Results: The deployment of the HoloLens2 led to a 51.5% reduction in time exposed to harm for staff looking after COVID-19 patients (3.32 vs 1.63 hours/day/staff member; P=.002), and an 83.1% reduction in the amount of PPE used (178 vs 30 items/round/day; P=.02). This represents 222.98 hours of reduced staff exposure to COVID-19, and 3100 fewer PPE items used each week across the three clusters evaluated. The majority of staff using the device agreed it was easy to set up and comfortable to wear, improved the quality of care and decision making, and led to better teamwork and communication. In total, 89.3% (25/28) of users felt that their clinical team was safer when using the HoloLens2.

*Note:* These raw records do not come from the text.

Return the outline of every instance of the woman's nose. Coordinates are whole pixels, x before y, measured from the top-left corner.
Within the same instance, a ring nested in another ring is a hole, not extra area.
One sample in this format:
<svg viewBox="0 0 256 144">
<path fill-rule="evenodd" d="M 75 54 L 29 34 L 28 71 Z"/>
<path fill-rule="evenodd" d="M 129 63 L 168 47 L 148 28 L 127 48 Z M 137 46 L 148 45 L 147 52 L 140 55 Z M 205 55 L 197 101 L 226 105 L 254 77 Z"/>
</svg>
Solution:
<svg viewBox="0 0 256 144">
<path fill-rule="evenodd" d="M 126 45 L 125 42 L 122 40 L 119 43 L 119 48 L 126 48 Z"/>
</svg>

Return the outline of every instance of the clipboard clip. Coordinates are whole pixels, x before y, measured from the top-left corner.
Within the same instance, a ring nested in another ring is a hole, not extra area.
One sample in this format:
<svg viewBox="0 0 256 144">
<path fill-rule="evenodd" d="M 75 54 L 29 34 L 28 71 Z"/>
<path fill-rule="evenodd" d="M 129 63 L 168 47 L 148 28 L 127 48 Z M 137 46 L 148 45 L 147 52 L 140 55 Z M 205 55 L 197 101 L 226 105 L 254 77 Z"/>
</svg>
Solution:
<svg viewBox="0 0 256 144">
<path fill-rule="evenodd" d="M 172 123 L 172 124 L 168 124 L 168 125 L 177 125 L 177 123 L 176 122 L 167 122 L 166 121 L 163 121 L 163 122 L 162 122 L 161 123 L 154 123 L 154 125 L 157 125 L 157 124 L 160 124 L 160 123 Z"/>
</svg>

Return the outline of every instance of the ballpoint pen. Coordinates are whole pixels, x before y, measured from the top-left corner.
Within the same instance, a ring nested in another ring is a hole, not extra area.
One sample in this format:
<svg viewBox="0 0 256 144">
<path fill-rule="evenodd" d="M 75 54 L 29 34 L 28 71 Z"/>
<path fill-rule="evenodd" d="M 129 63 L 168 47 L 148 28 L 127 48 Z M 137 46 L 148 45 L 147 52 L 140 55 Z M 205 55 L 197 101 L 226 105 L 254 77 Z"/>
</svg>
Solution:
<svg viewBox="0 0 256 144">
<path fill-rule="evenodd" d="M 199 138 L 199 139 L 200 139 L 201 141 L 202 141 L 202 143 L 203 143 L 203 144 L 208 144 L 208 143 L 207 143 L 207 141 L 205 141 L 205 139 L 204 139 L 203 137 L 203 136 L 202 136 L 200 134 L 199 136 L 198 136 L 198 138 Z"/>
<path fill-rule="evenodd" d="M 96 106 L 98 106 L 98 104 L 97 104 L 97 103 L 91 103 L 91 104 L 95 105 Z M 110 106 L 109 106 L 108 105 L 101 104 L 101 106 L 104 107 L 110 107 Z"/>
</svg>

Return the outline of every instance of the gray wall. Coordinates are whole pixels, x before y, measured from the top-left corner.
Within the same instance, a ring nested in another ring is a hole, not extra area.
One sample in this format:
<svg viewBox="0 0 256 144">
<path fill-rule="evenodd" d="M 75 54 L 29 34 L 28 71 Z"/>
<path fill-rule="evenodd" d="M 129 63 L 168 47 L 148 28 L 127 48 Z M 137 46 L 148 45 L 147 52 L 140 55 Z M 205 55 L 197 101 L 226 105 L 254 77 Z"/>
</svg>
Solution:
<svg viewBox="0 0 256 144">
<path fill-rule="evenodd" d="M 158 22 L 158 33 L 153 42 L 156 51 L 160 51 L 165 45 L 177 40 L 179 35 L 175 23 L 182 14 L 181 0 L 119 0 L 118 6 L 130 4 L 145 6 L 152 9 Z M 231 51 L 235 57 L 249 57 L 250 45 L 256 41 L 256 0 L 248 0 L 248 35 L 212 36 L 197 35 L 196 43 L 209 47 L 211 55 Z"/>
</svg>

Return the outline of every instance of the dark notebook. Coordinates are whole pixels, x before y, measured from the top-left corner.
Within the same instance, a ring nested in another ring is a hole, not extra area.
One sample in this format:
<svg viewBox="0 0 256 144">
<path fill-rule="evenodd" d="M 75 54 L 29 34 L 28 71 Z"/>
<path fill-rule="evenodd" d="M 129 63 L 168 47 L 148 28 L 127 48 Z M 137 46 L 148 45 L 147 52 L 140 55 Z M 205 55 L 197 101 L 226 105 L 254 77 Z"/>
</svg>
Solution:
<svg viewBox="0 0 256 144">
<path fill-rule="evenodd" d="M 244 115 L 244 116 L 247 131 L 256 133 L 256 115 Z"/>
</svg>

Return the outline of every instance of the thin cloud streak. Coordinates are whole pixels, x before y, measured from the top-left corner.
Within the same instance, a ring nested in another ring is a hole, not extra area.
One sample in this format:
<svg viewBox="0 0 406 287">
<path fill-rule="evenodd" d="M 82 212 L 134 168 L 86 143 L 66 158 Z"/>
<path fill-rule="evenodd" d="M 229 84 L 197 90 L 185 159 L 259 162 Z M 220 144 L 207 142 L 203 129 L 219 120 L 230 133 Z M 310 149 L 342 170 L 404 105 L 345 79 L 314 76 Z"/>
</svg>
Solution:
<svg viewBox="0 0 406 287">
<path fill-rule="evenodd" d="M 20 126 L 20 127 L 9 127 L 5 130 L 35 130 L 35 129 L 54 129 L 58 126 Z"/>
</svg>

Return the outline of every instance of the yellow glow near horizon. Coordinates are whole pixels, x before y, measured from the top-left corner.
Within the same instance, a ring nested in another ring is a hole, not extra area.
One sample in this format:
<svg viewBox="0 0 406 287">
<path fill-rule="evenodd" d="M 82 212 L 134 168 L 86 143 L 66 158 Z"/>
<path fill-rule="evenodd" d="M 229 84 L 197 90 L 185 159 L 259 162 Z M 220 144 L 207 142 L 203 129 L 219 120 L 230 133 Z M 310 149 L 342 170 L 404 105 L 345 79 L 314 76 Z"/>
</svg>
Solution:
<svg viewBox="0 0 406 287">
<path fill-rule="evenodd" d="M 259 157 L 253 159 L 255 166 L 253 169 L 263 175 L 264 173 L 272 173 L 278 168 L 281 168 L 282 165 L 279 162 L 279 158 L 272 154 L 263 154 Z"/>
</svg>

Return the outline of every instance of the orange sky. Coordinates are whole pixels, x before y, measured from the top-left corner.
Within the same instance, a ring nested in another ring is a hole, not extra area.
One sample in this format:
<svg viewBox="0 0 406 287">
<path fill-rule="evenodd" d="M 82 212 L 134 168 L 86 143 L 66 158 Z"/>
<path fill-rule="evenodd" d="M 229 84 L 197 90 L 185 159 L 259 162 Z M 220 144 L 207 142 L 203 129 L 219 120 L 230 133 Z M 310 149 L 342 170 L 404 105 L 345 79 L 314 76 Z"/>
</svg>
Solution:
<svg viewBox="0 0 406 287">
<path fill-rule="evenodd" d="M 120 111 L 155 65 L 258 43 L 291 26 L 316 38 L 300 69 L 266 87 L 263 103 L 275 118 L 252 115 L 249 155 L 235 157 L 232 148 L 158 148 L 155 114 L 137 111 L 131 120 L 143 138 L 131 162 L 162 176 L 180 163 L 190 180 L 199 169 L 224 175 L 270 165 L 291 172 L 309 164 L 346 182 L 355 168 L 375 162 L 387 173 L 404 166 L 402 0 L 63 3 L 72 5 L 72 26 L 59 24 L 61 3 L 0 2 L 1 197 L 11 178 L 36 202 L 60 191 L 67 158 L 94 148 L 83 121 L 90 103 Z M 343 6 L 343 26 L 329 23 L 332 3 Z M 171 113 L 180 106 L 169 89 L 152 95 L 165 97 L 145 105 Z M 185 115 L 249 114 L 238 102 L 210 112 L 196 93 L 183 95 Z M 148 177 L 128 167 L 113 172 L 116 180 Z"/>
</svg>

Conclusions: New technologies have a role in minimizing exposure to nosocomial infection, optimizing the use of PPE, and enhancing aspects of care. Deploying such technologies at pace requires context-specific information security, infection control, user experience, and workflow integration to be addressed at the outset and led by clinical end-users. The deployment of new telemedicine technology must be supported with objective evidence for its safety and effectiveness to ensure maximum impact.
Keywords: COVID-19; acceptability; augmented reality; feasibility; headset; impact; mixed reality; pilot; protection; telemedicine; virtual reality.
©Guy Martin, Louis Koizia, Angad Kooner, John Cafferkey, Clare Ross, Sanjay Purkayastha, Arun Sivananthan, Anisha Tanna, Philip Pratt, James Kinross, PanSurg Collaborative. Originally published in the Journal of Medical Internet Research (http://www.jmir.org), 14.08.2020.
Conflict of interest statement
Conflicts of Interest: JK is a clinical advisor, and PP the chief scientific officer of Medical iSight, a 3D visualization and surgical guidance software company. At the time of submission, no other authors declare further relationships or activities that could appear to have influenced the submitted work. Microsoft Corporation had no direct influence on how the study was executed or reported; however, the provision of in-kind support through the supply of devices and technical support is a potential conflict to acknowledge.